Kerena para pimpinan tidak ada, pendemo hanya ditemui oleh tiga legislator perempuan.
Yakni, Herawati Masdin, Darmawati, dan Ely Niang.
Darmawati menyebut pihaknya dan pendemo sepakat aksi dilanjutkan pada Jumat 16 September 2022.

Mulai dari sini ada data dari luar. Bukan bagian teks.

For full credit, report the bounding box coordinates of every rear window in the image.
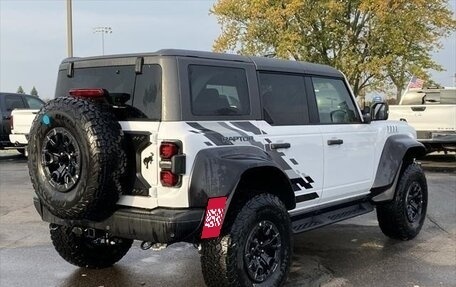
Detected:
[189,65,250,116]
[55,65,162,120]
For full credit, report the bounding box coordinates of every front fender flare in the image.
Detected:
[371,134,426,202]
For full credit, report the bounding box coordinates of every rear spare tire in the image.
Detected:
[28,97,126,220]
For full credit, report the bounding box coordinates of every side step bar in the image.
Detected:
[291,200,374,234]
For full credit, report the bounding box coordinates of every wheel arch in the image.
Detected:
[230,166,296,210]
[188,146,295,210]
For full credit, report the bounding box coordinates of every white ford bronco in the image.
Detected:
[29,50,427,287]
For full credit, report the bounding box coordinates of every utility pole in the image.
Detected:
[93,27,112,55]
[66,0,73,57]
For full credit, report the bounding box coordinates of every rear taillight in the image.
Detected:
[159,141,185,187]
[160,171,179,187]
[160,142,179,159]
[69,88,106,98]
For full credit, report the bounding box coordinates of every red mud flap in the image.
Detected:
[201,197,228,239]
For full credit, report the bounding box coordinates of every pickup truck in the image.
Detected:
[389,87,456,153]
[9,108,41,154]
[0,92,44,154]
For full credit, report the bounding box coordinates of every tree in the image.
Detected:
[16,86,25,94]
[30,86,38,97]
[211,0,456,100]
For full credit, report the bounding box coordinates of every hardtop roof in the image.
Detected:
[61,49,343,77]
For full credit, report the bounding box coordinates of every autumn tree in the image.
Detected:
[30,86,38,97]
[16,86,25,94]
[212,0,456,100]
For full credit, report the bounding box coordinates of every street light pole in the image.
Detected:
[93,27,112,55]
[66,0,73,57]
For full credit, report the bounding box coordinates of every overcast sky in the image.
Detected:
[0,0,455,98]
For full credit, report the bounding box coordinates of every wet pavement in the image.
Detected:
[0,151,455,287]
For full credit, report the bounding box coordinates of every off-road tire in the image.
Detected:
[377,163,428,240]
[201,194,292,287]
[50,224,133,269]
[28,97,126,220]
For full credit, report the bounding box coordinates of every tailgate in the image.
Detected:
[389,105,456,131]
[11,109,40,134]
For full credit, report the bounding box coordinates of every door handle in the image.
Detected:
[270,143,291,149]
[327,139,343,145]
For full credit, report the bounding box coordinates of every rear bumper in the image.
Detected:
[417,131,456,144]
[34,198,205,244]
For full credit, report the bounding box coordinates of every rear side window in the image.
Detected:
[5,95,26,111]
[312,77,360,124]
[189,65,250,116]
[132,65,162,120]
[24,96,44,109]
[259,73,309,125]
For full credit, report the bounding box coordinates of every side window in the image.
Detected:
[5,95,26,111]
[133,64,162,120]
[312,77,361,124]
[24,96,44,109]
[259,73,309,125]
[189,65,250,116]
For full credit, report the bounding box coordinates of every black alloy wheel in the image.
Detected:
[405,181,424,223]
[244,220,282,283]
[41,127,81,192]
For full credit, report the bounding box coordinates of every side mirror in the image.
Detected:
[362,113,372,124]
[361,106,371,124]
[371,102,389,121]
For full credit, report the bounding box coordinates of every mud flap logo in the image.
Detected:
[201,197,227,239]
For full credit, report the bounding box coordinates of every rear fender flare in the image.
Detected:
[188,146,295,209]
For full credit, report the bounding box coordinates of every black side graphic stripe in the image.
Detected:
[230,121,262,135]
[218,122,264,149]
[290,158,298,165]
[291,178,313,190]
[187,122,232,146]
[296,192,319,203]
[305,176,314,183]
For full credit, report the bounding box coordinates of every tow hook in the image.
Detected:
[140,241,167,251]
[193,243,202,254]
[141,241,153,250]
[86,228,96,238]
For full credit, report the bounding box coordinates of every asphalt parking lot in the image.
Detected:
[0,151,455,287]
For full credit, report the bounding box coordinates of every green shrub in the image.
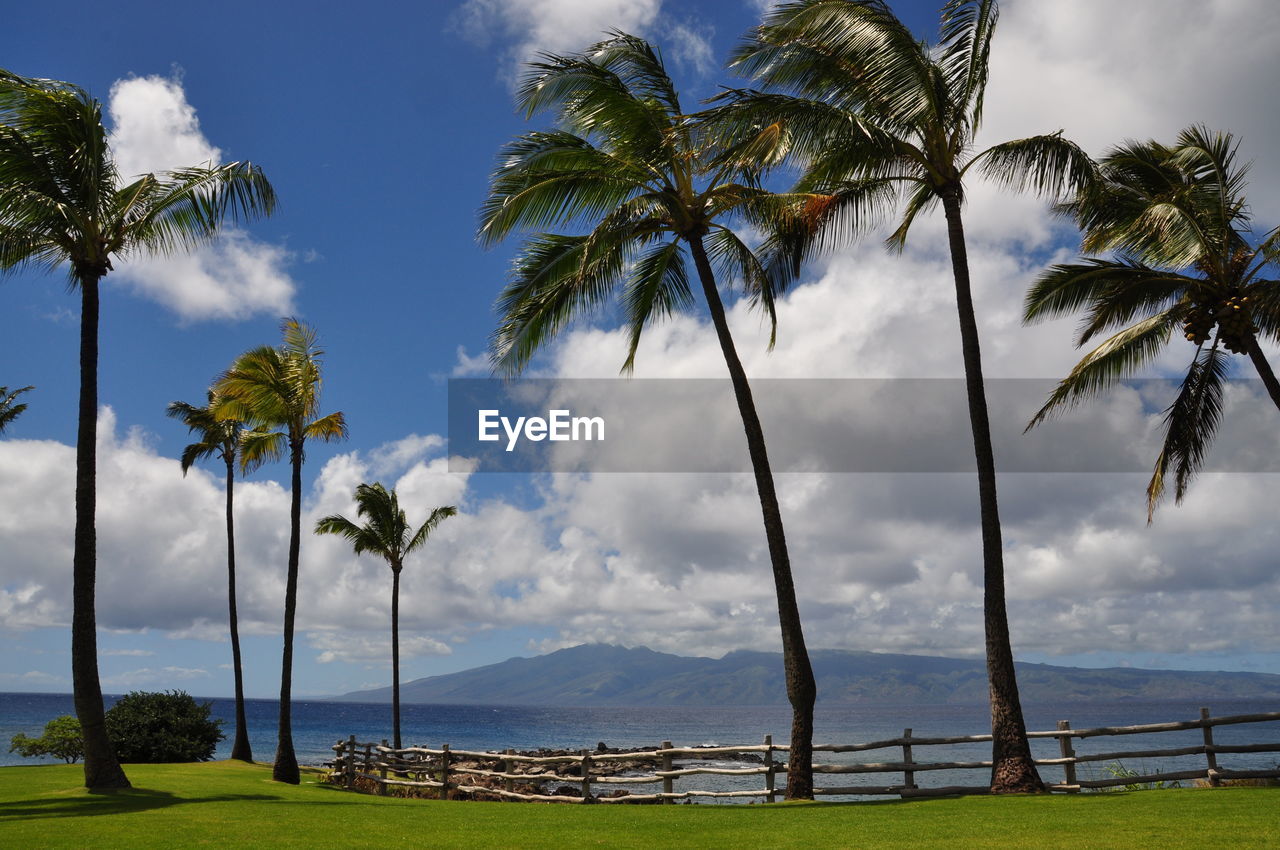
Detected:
[9,714,84,763]
[104,690,224,763]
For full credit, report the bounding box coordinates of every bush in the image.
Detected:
[9,715,84,763]
[104,690,224,763]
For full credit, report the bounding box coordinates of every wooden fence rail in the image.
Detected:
[328,707,1280,803]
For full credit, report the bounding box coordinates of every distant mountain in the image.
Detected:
[332,644,1280,707]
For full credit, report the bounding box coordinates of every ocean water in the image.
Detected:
[3,693,1277,796]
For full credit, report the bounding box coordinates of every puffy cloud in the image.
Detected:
[107,74,220,179]
[984,0,1280,222]
[455,0,662,82]
[105,74,296,321]
[4,1,1278,685]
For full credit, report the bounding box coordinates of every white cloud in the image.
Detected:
[105,74,297,321]
[983,0,1280,223]
[452,346,491,377]
[310,632,453,666]
[455,0,663,83]
[103,665,210,689]
[103,649,155,657]
[664,20,715,76]
[4,1,1279,679]
[108,73,220,179]
[110,230,295,321]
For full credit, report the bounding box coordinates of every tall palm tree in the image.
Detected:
[166,390,255,762]
[216,319,347,784]
[721,0,1093,792]
[0,69,275,790]
[315,484,455,750]
[479,33,821,798]
[1025,126,1280,518]
[0,385,33,434]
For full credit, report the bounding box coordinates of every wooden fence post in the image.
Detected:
[345,735,356,790]
[1201,708,1221,786]
[504,749,515,795]
[440,743,452,800]
[764,735,776,803]
[902,728,917,791]
[661,741,674,803]
[1057,721,1078,792]
[580,750,593,802]
[378,739,389,795]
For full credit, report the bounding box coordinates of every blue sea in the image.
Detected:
[4,693,1278,795]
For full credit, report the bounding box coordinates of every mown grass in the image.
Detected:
[1,761,1276,849]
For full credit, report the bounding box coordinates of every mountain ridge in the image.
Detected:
[332,644,1280,706]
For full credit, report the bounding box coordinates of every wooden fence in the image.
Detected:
[329,707,1280,803]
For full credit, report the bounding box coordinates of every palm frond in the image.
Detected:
[115,161,276,258]
[0,384,33,434]
[1026,311,1176,429]
[491,230,634,375]
[704,224,778,347]
[479,131,650,246]
[756,180,899,283]
[406,505,457,555]
[732,0,937,136]
[1147,342,1229,520]
[238,427,285,474]
[314,513,384,558]
[968,132,1095,200]
[620,239,693,371]
[885,178,938,252]
[1246,279,1280,342]
[937,0,998,130]
[1023,259,1196,340]
[304,411,348,443]
[517,41,670,164]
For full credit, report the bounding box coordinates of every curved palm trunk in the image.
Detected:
[72,273,131,790]
[689,235,817,799]
[940,190,1044,794]
[225,457,252,762]
[1246,337,1280,412]
[273,438,303,784]
[391,565,402,751]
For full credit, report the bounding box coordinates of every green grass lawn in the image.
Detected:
[1,761,1276,849]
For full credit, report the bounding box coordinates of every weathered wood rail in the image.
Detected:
[329,707,1280,803]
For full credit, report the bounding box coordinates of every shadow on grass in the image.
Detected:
[0,789,283,822]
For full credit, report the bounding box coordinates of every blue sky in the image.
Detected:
[3,0,1280,700]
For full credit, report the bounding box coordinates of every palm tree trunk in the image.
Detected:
[940,190,1043,793]
[226,456,252,762]
[391,564,402,751]
[688,235,816,800]
[1245,337,1280,412]
[273,438,303,784]
[72,273,130,790]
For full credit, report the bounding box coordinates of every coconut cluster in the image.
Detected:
[1182,293,1256,353]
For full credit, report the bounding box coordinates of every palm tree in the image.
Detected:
[0,385,33,434]
[216,319,347,784]
[166,391,255,762]
[1025,126,1280,518]
[479,33,821,798]
[0,69,275,790]
[315,484,455,750]
[721,0,1093,792]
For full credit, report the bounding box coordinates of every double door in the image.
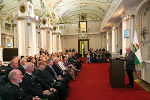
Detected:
[78,39,89,57]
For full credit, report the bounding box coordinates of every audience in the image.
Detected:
[0,48,110,100]
[1,69,40,100]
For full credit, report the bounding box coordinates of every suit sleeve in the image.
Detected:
[35,72,51,90]
[21,76,43,97]
[125,52,135,65]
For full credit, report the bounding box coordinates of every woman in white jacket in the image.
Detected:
[58,56,76,80]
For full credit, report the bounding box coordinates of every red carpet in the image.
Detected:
[67,62,150,100]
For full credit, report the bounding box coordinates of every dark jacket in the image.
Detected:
[125,51,135,70]
[52,63,63,76]
[18,65,25,75]
[1,82,33,100]
[21,73,43,97]
[45,65,57,80]
[35,69,54,90]
[0,65,6,75]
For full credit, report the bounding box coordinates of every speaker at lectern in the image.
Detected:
[109,58,125,88]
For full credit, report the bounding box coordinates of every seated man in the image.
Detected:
[5,58,25,82]
[35,61,67,100]
[21,62,57,100]
[1,69,40,100]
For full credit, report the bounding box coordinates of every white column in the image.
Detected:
[0,23,3,62]
[27,21,38,56]
[36,29,40,55]
[40,29,47,49]
[130,15,135,48]
[50,31,53,54]
[47,31,50,53]
[108,33,112,52]
[122,19,126,55]
[112,26,118,53]
[27,22,31,56]
[30,22,37,56]
[112,27,115,53]
[10,38,13,48]
[118,25,122,53]
[37,32,40,49]
[0,23,1,47]
[53,34,57,53]
[47,30,53,54]
[17,20,26,57]
[13,24,17,48]
[58,35,62,52]
[57,35,59,52]
[46,31,49,50]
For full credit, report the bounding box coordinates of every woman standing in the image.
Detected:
[86,52,90,63]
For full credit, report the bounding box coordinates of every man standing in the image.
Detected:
[125,48,135,88]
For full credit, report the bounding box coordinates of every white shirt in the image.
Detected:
[58,61,66,71]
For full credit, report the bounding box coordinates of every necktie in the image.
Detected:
[51,67,58,78]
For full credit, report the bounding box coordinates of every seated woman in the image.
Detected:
[62,55,80,78]
[58,56,76,80]
[86,52,90,63]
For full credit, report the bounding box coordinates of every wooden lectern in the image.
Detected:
[109,58,125,88]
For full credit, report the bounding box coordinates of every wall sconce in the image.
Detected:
[141,27,148,40]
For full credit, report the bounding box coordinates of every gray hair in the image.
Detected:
[8,69,19,80]
[24,62,31,70]
[53,57,57,61]
[20,57,26,64]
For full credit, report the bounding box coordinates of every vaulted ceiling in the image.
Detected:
[0,0,112,24]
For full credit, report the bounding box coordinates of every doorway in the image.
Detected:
[78,39,89,57]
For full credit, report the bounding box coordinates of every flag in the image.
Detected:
[133,30,142,64]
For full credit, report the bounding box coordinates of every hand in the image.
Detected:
[63,71,66,75]
[50,88,56,92]
[43,90,51,95]
[53,80,56,83]
[57,77,62,80]
[1,69,5,72]
[51,80,56,85]
[32,97,41,100]
[57,75,62,80]
[66,67,68,70]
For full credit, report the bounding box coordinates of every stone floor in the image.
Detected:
[133,70,150,93]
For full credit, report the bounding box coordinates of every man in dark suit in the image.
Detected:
[21,62,57,100]
[36,61,67,100]
[18,58,27,75]
[90,50,96,63]
[5,59,19,82]
[1,69,40,100]
[125,47,135,88]
[46,58,70,91]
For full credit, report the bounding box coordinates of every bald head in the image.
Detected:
[126,47,131,54]
[24,62,35,73]
[8,69,23,84]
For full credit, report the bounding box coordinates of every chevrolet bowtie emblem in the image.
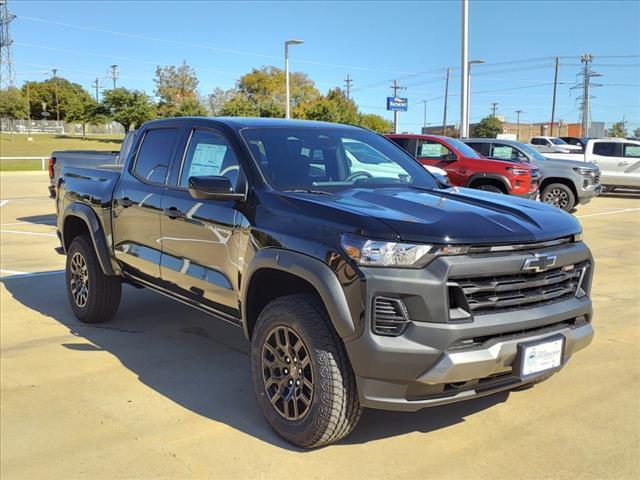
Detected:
[522,254,557,273]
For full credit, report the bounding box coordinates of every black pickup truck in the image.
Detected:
[56,117,595,448]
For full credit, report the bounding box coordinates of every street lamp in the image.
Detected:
[465,59,485,136]
[284,39,304,119]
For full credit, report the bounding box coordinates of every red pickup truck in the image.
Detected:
[386,134,539,197]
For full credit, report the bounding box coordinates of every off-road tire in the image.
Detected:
[250,294,362,448]
[541,183,576,212]
[475,183,504,194]
[66,234,121,323]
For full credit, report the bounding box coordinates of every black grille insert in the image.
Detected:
[372,297,410,336]
[451,261,590,315]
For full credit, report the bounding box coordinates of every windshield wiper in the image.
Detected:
[284,189,332,195]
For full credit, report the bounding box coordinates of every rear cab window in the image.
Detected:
[132,128,180,184]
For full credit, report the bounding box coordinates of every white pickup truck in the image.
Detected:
[542,138,640,191]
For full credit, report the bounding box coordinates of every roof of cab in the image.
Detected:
[139,116,368,132]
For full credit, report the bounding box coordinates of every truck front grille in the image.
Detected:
[451,261,590,315]
[372,296,410,336]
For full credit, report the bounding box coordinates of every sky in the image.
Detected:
[8,0,640,132]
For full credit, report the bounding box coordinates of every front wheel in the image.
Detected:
[541,183,575,212]
[66,234,121,323]
[250,294,362,448]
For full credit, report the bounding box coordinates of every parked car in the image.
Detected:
[48,130,137,198]
[56,117,594,448]
[530,136,583,154]
[464,138,601,212]
[581,138,640,191]
[386,134,539,197]
[559,136,590,150]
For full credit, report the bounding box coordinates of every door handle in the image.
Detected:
[619,161,629,166]
[121,197,133,208]
[162,207,183,219]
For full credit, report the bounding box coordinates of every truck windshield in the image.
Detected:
[516,142,547,161]
[241,127,439,192]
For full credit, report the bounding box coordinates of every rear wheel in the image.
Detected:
[250,294,362,448]
[541,183,575,212]
[66,234,121,323]
[475,183,504,194]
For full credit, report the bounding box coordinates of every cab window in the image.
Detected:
[133,128,180,184]
[593,142,618,157]
[179,129,241,189]
[623,144,640,158]
[490,144,524,161]
[416,139,452,158]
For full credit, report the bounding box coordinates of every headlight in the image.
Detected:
[340,233,467,268]
[573,167,597,177]
[506,167,529,175]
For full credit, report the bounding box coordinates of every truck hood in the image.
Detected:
[539,156,595,170]
[281,187,580,245]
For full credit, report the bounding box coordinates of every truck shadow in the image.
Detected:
[2,272,509,450]
[16,213,57,225]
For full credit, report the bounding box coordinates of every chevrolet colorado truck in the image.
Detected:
[386,134,540,197]
[464,138,601,212]
[56,117,595,448]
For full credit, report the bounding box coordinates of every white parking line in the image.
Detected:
[0,229,57,237]
[0,269,64,278]
[0,200,9,208]
[576,207,640,219]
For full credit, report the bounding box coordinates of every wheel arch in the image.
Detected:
[241,249,358,341]
[466,173,510,193]
[62,203,115,276]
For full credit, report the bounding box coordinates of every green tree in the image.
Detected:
[473,116,503,138]
[355,113,393,133]
[154,61,206,117]
[102,88,157,132]
[21,78,93,121]
[0,87,28,120]
[609,121,628,138]
[304,88,359,124]
[634,127,640,138]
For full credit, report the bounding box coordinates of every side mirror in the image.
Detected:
[442,153,458,162]
[188,176,245,201]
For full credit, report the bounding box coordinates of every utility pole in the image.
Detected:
[423,100,427,130]
[515,110,524,141]
[459,0,469,138]
[550,56,559,136]
[109,64,118,89]
[390,79,406,134]
[0,0,16,89]
[26,81,30,134]
[52,68,60,122]
[344,74,353,100]
[571,53,601,137]
[442,68,450,135]
[491,102,498,117]
[94,77,100,101]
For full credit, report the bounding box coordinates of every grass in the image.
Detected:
[0,133,124,171]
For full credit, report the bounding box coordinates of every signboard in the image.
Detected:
[387,97,408,112]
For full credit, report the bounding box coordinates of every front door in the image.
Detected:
[159,127,248,318]
[111,127,181,282]
[415,138,466,185]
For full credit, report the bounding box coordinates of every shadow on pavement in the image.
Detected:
[2,271,508,450]
[16,213,57,225]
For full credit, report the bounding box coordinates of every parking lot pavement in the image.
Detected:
[1,171,639,479]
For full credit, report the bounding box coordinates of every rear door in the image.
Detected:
[111,126,181,282]
[158,126,249,319]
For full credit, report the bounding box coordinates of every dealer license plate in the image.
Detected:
[520,337,564,377]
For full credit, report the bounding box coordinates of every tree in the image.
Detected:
[101,88,157,132]
[473,116,503,138]
[356,113,393,133]
[21,77,94,121]
[0,87,28,120]
[154,61,207,117]
[634,127,640,138]
[304,88,359,124]
[609,121,627,138]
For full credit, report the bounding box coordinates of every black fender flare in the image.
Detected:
[241,248,356,340]
[465,172,511,191]
[62,202,115,276]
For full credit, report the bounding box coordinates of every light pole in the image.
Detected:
[460,0,469,138]
[466,59,485,136]
[284,39,303,119]
[515,110,524,141]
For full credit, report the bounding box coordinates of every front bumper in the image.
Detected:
[577,182,601,204]
[343,241,594,412]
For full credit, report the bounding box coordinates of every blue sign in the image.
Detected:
[387,97,408,112]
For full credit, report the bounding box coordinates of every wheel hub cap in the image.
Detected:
[69,252,89,308]
[261,325,313,421]
[544,188,569,208]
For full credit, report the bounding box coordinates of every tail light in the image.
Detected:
[48,157,55,179]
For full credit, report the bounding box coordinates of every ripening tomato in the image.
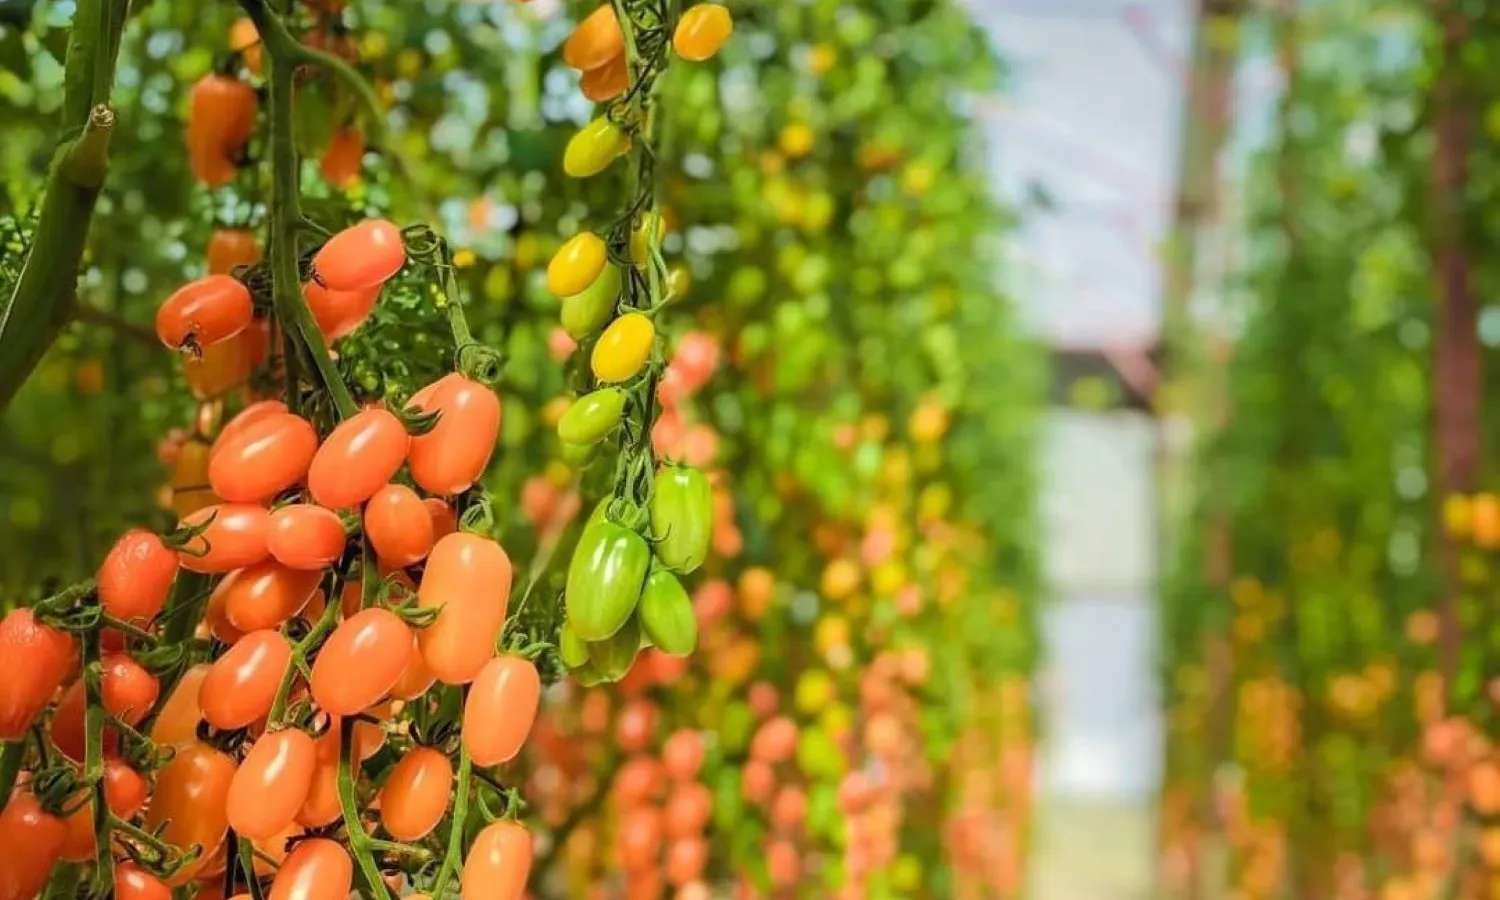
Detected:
[304,281,380,343]
[212,401,289,458]
[379,746,452,841]
[558,388,626,446]
[770,785,807,832]
[406,375,501,495]
[207,228,261,276]
[309,607,411,714]
[145,742,236,884]
[268,837,352,900]
[662,730,704,782]
[564,117,629,178]
[461,820,533,900]
[179,503,272,573]
[151,663,210,747]
[187,74,257,186]
[208,412,318,503]
[227,728,317,839]
[102,653,160,726]
[98,529,178,624]
[364,484,434,567]
[313,219,405,291]
[673,4,733,61]
[184,326,256,399]
[462,655,541,767]
[666,782,712,838]
[307,408,409,508]
[199,630,291,729]
[267,505,346,571]
[157,275,254,351]
[547,232,608,298]
[321,126,364,187]
[390,633,436,700]
[116,862,172,900]
[0,792,67,900]
[104,758,149,817]
[560,264,621,339]
[562,5,623,70]
[591,312,655,383]
[417,533,512,683]
[766,839,799,888]
[0,608,75,740]
[218,559,323,632]
[580,52,628,102]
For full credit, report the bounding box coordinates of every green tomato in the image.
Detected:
[650,464,713,573]
[586,611,641,682]
[560,265,621,339]
[565,520,650,641]
[558,388,627,445]
[638,567,696,656]
[563,116,629,178]
[560,440,597,466]
[558,619,590,668]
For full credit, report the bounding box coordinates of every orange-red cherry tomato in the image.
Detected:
[203,581,245,645]
[98,529,179,624]
[666,782,713,838]
[0,791,67,900]
[563,5,623,71]
[104,758,149,817]
[116,862,172,900]
[199,630,291,729]
[51,678,117,761]
[307,408,409,508]
[389,633,436,700]
[462,655,541,767]
[145,741,236,885]
[60,797,97,862]
[207,228,261,276]
[0,608,75,740]
[313,219,405,291]
[186,74,257,186]
[406,374,501,495]
[461,819,533,900]
[309,607,412,715]
[212,401,289,459]
[320,126,364,188]
[267,505,347,570]
[217,559,324,632]
[156,275,254,351]
[208,412,318,503]
[227,728,317,840]
[102,653,160,726]
[665,837,708,886]
[363,484,434,566]
[417,533,513,684]
[662,729,704,782]
[296,725,342,828]
[426,497,458,540]
[268,837,352,900]
[378,746,452,841]
[151,663,209,748]
[304,281,380,342]
[179,504,272,573]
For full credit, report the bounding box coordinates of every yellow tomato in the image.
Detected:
[820,557,861,601]
[672,4,733,62]
[779,123,815,159]
[564,117,629,178]
[590,313,654,383]
[547,232,608,297]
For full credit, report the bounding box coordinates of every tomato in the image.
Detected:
[673,4,733,61]
[309,607,412,714]
[179,504,272,573]
[116,861,172,900]
[406,375,502,495]
[666,782,712,838]
[145,742,236,885]
[217,559,323,632]
[613,755,665,806]
[0,792,66,900]
[320,126,364,187]
[617,805,661,871]
[212,400,289,459]
[650,470,712,566]
[566,520,650,641]
[558,619,589,669]
[770,785,807,831]
[267,505,347,571]
[157,275,254,351]
[203,580,245,644]
[580,52,628,102]
[662,730,704,782]
[560,264,621,339]
[297,755,341,828]
[207,228,261,275]
[184,327,259,399]
[417,533,513,684]
[564,117,629,178]
[104,758,149,817]
[558,388,626,445]
[462,655,541,766]
[60,796,97,861]
[639,568,696,656]
[591,312,655,383]
[306,409,408,508]
[102,653,160,726]
[151,663,209,747]
[0,608,74,740]
[51,678,118,761]
[303,281,380,342]
[364,484,434,567]
[665,837,707,886]
[378,746,452,841]
[547,232,608,298]
[586,612,641,682]
[199,630,291,729]
[313,219,405,291]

"Aksi ini akan dilanjutkan Jumat 16 September 2022 sebagaimana kesepakatan kita, mereka meminta pimpinan DPRD untuk menemui dan menerima aspirasi mereka," katanya.
Kemarin, seratusan mahasiswa melakukan unjuk rasa di Jl Jenderal Sudirman, Kelurahan Sampoddo, Kecamatan Wara Selatan, Kota Palopo, Sulawesi Selatan, Selasa (13/9/2022) sore.
Mahasiswa dari berbagai lembaga internal dan eksternal kampus yang demo tergabung dalam Aliansi Mahasiswa Peduli Rakyat (Ampera).
Pendemo dalam aksi kali ini membawa sembilan tuntutan.
Pertama menolak kenaikan harga Bahan Bakar Minyak (BBM) subsidi.
Tuntutan lain mendesak pemerintah dan aparat hukum memberantas mafia migas.
:quality(30):format(webp):focal(0.5x0.5:0.5x0.5)/makassar/foto/bank/originals/dpp-rdd-21111.jpg)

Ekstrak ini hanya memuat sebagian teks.